The compiler also illustrates an important programming technique. The nametable process contains data structures which are hidden from the rest of the program. These structures are modified only as a result of messages from the lexical analyser. They are initialised prior to receipt of the first message.
-- input text of name
-- look up name
-- output corresponding code
From the outside, the compiler appears to be a single pass compiler. Internally, it is more like a multiple pass compiler; each process performs a simple transformation on the data which flows through it. The effect of decomposing the compiler in this way was that each component process was relatively easy to write, specify and test; this meant that the component processes could be written concurrently!
In many application areas, concurrency can be used to provide considerable gains in performance provided that programs are structured to exploit available technology. For many -application areas (especially signal processing and scientific computation) suitable algorithms already exist, but many areas remain to be explored.

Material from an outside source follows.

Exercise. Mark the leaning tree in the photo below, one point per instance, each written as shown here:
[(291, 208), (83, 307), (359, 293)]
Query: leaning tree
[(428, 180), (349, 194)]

Writing programs in terms of communicating processes tends to produce programs with a large number of concurrent processes, ranging in size from 1 to 1000 lines. Consequently, it is particularly important that the concurrent processing features in the language are efficiently implementable. Occam demonstrates that this efficiency can be achieved for a widely applicable language.
In occam programs, the process/channel structure tends to be used as a major program structuring tool, procedures being used in the normal way within the larger concurrent processes. The process/channel structure seems to be effective for managing the construction of large programs, although more experience is needed in this area.